July 18, 2024
Celebrating Accomplishments and Looking Ahead
IN-CORE Researchers Meet in Fort Collins
On May 2-3, 2024, researchers involved with IN-CORE and the NIST-funded Center of Excellence for Risk-Based Community Resilience Planning (CoE) came together for their semi-annual meeting to share their research, updates on community partnerships, and present future plans for IN-CORE. As the Center’s 10-year collaboration with NIST approaches its end in 2025, CoE looks back at its progress and looks to the future as the CoE expands its capabilities through a non-profit under Project IN-CORE.
Terri McAllister, Head of the Community Resilience Group at the National Institute of Standards and Technology (NIST), shared how disaster events have shaped how we think of community resilience and how “a local impact can have a national impact, and even an international impact.” In 2010, NIST identified a need for tools that would support communities in making short-term and long-term planning and resilience decisions that could integrate not just the physical impacts of hazards, but also the social and economic impacts.
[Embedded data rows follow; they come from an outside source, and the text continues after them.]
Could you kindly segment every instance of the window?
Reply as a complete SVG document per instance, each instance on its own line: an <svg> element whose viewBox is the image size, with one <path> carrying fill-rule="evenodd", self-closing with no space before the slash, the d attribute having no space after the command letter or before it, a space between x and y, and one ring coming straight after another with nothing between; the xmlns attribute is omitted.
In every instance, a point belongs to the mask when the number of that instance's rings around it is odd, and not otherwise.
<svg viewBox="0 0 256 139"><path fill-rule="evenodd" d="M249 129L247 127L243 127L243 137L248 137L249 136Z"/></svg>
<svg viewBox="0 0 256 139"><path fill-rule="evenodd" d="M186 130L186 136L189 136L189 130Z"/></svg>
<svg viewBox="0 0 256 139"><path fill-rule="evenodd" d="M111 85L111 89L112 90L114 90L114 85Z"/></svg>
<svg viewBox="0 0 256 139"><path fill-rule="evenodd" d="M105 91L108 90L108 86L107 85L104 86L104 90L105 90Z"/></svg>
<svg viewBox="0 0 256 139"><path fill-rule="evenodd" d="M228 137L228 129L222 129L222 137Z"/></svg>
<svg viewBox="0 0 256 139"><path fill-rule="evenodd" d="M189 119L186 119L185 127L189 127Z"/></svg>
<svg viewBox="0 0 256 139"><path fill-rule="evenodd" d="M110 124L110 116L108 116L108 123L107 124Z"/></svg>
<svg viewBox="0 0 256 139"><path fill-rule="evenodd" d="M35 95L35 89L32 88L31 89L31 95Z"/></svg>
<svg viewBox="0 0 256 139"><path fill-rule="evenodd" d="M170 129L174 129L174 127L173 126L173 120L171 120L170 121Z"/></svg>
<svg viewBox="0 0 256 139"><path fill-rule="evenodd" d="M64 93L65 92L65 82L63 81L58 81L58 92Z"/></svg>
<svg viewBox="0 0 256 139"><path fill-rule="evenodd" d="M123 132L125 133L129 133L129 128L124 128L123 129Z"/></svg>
Terri stated that “resilience goes beyond [planning before a hazard] event and the immediate response after an event, but also includes the recovery — and the science of recovery has been a big part of what this Center’s been focusing on.”
That focus led to the development of the IN-CORE resilience modeling platform. John van de Lindt, Co-Director of IN-CORE and the CoE showed how much science is behind IN-CORE: to date, there have been 207 peer-reviewed scientific articles, 17 PhD dissertations, 27 post-doctoral scholars, 14 book chapters, 1 seven-year longitudinal study, and 3 successful community partnerships.